Name of the XSLT-File (not the input XML)

Question

These are the first two lines im my XSLT:

<xsl:variable name="BaseUri" select="fn:base-uri()"/>
<xsl:variable name="DocumentURI" select="fn:document-uri(.)"/>

Both variables contain the same content, the URI of the processed XML file.

How do I get the URI of the XSLT File?

Answer 1

Thank you both very much for of your very quick answers. Both approaches worked in my XSLT.

These are the results:

<xsl:variable name="StyleSheet1" select="fn:document-uri(fn:document(''))"/>
<xsl:variable name="StyleSheet2" select="fn:static-base-uri()"/>

StyleSheet1: file:///D:/Tools/QS DF/QS-DF_0_76.xsl

StyleSheet2: file:/D:/Tools/QS%20DF/QS-DF_0_76.xsl

Unfortunately it seems I can not mark both answers as being helpful or solving the problem.

Answer 2

The information is not available in XSLT 1.0 except (a) by using vendor extensions, or (b) by passing the information to the stylesheet as a parameter.

In XSLT 2.0 you can use the static-base-uri() function.

There are some complications if you use a processor like Saxon-EE that allows you to deploy a compiled stylesheet; in that situation the spec doesn't define clearly whether static-base-uri() gives you the location of the source code or the location of the compiled code. Moreover, it's possible that neither is actually available, perhaps for security reasons. So this is all a little bit system-dependent.

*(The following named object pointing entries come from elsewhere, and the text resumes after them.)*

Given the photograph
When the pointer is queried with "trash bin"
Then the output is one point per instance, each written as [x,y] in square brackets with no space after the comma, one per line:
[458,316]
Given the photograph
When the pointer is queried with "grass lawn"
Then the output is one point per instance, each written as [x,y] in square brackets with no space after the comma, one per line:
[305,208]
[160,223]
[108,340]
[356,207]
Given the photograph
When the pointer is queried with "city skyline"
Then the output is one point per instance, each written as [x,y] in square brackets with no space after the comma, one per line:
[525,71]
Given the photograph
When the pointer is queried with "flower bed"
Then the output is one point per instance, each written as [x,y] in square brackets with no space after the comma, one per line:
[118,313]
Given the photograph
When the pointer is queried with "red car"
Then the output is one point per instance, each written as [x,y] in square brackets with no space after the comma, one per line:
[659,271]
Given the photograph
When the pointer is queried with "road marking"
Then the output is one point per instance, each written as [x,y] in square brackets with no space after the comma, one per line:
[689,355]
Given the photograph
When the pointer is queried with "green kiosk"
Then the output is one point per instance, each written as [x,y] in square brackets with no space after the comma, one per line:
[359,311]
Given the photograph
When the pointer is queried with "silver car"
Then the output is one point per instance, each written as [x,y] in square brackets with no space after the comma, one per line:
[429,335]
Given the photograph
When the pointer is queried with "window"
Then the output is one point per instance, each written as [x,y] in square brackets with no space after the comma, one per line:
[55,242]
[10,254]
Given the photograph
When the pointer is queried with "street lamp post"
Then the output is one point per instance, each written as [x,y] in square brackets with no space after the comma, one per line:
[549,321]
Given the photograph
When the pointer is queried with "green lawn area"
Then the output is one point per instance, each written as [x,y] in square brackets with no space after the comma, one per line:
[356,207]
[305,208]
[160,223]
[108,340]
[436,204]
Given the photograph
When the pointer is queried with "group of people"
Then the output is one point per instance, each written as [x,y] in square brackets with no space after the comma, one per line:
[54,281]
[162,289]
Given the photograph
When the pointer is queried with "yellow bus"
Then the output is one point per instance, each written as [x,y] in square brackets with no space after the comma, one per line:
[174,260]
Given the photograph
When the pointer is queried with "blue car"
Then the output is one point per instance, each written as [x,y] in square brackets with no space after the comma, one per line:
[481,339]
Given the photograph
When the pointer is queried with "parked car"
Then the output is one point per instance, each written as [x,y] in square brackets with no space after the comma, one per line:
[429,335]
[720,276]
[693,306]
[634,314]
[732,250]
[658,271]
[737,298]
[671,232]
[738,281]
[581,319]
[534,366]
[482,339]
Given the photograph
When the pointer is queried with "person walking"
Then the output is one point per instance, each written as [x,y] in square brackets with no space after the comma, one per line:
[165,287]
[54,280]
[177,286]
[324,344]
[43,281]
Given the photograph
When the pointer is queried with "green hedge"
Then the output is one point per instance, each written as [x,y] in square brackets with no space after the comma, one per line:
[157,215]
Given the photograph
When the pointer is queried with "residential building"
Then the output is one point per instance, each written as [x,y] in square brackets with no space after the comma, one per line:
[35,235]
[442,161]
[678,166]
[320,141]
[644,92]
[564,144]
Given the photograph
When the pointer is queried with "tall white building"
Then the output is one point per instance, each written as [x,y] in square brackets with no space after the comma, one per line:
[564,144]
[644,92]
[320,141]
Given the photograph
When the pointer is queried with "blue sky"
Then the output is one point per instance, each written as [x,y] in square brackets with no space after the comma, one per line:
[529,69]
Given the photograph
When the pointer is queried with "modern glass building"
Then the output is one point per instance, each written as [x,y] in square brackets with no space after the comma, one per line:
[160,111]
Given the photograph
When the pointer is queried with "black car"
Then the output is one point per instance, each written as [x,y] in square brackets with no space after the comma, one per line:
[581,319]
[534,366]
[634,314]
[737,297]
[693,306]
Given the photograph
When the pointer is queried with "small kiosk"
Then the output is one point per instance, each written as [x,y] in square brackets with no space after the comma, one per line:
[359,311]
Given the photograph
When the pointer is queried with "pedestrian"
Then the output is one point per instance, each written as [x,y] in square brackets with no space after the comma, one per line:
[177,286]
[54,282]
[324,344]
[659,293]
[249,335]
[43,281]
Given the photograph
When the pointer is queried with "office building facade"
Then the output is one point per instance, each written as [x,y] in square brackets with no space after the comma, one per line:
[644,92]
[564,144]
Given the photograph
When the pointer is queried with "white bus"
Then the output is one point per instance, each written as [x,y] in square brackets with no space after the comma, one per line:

Note also that the static-base-uri() will change depending which stylesheet module you are in, and the rules if you use xml:base or XInclude or external entities get even more complicated...

Answer 3

Try this:

<xsl:variable name="stylesheetURI" select="fn:document-uri(fn:document(''))"/>

It's an odd feature of the XSLT-only document function, described in a note here:

https://www.w3.org/TR/xslt20/#function-document